>>717281971OoT is literally ALttP with a different narrative in a game-composition manner.
It starts, there's a little tutorial that doesn't let the player break off. Then the first dungeon happens, and you leave to the Open World.
Now the game instructs you where the next goal is, and you're free to go there.
After 3 goals done, it triggers a central event with the Antagonist and a shift to a "Dark World".
Now there are 5 more dungeons, and they can be done any time the player knows how to get to them. Some is scripted through scenes with Sheik but a lot of it is reachable and you can sequence break it.
ALttP is also more linear than people give credit for. A lot of the overworld can't be traversed until you have certain items from certain dungeons, which gates it into a linear experience compared to Zelda 1, because Zelda 1 allows you to beat the game without "finishing it", but ultimately it too had the same rule that if you wanna see all the dungeons and ending, you gotta get all the items inside and outside of dungeons. OoT follows that but ever so faintly added more guardrails to it in the form of event-triggers.
Majora's Mask is the first game that blocks the player from progress through artificiality of story-triggers, even though it could've been designed to allow all 4 regions to be accessed in the player's desired order with a few tweaks.

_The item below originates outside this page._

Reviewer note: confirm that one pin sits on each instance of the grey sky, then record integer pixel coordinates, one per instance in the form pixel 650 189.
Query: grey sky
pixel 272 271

The fundamental problem BotW gets wrong is that it entirely neglects the idea that items should be found in order to overcome specific secrets and obstacles in its world. You NEED a raft in Zelda 1 to reach Dungeon 3. And the entire game follows a similar pattern, where the "destinations" in the world are the dungeons, and the dungeons are a handful, not a quantity>quality pattern, so the story of the game effectively becomes "Link going into the dungeons, and then going to Ganon".
BotW is the one that betrays the Zelda core the most in that sense, of any game in the entire franchise.